There’s a level of psychiatry to be enjoyed here, as the bonds of friendship, attraction and, inevitably love, begin to form – it’s amazing how mutual adversity can draw people together – and although I found the film a little hard to “enjoy” (perhaps the term “endure” is more appropriate) from time to time, even at the darkest, the film’s humanity shines through. Zachariah is an appreciably different film from Craig Zobel’s previous effort, the extremely provocative Compliance, but its heartbeat is just as strong character-wise so I can see why he took the project on.
One of the aspects I liked about Zachariah was its inherent stillness; there’s not a lot of “action” here other than gentle farming, hunting, gathering and watching Ejiofor’s character get shitfaced off warm beer one day. Zobel’s direction is calm and resolute, containing a storytelling strength I think a lot of other directors might have lacked were they to take on this film. Whereas other genre projects tend to be either comedic (The Last Man on Earth) or a horror show (The Walking Dead), Zachariah’s compelling aesthetic is less about survival against nature and more about surviving other people. And when there’s only three in the whole dang film, that makes for some occasionally searing moments of tension.
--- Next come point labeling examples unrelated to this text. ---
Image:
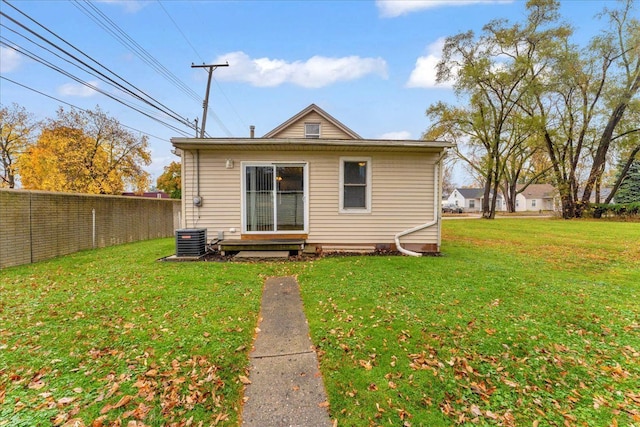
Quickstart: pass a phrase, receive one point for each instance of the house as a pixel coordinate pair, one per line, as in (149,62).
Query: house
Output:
(314,180)
(470,199)
(536,197)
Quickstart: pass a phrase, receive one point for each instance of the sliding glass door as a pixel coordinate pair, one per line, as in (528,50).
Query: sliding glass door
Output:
(274,197)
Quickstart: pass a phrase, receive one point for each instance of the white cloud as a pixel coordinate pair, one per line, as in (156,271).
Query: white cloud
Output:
(10,60)
(394,8)
(315,72)
(80,90)
(401,135)
(424,72)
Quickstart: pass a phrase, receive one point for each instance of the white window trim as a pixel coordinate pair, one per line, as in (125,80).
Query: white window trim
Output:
(306,135)
(243,213)
(341,208)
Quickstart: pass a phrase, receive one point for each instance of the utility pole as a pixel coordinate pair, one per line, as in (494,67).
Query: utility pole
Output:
(205,104)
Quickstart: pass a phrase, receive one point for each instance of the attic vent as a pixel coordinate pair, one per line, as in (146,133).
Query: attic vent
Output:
(191,242)
(312,130)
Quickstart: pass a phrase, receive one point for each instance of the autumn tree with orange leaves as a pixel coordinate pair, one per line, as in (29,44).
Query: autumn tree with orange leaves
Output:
(86,152)
(17,128)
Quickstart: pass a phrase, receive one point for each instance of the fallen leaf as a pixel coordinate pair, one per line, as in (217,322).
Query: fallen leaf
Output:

The cast are uniformly excellent; Margo Robbie is a revelation as she shoulders much of the film’s innocence, as Ann. Robbie’s dirt-smeared portrayal of a young survivor is weary beneath a veneer of inner strength, while Chiwetel Ejiofor’s John is the quiet achiever in the face of adversity, and both do exceptionally well conveying emotion, particularly pain and anguish, with minimal dialogue. Z For Zachariah is a film that relies mostly on looks, glances, hidden subtext behind the eyes, than it does with apoplectic outbursts of frustration or rage. Chris Pine’s skittish Caleb, who appears friendly but brings out suspicions in John, is where the film lurches from a slow moving character piece to a suspiciously dramatic thriller, albeit one that remains glacial in speed. Pine has done whacked-out nutty, in Joe Carnahan’s Stretch, so his can-he-be-trusted, shifty sketchiness is rather restrained here, but he’s great in the part bringing unevenness to Ann’s relationship with Loomis.
I really liked Z For Zachariah, with its sense of quiet amid the sorrow. It’s a moving, at times electric piece of survivalist cinema, led by the trio of actors all working with their screen-time to bring out the best in both themselves and each other. Zobel’s direction is fluently solid, a commanding effort behind the camera to bring the characters to life beyond mere genre archetypes. You feel these people’s heartbreak, you don’t just see it. Now, some folks will have issues with the slow moving nature of the narrative, but I think Zachariah’s chief selling point is giving us the time to get to know these characters – much like Zemeckis’ Cast Away, which gave us Tom Hanks on an island for a solid hour or two, alone, Zachariah’s focus on character over situation or violence is where its great strength lies. Your appreciation of that will vary, no doubt, but I think it’s a strong film and a worthy entry into the apocalyptic canon.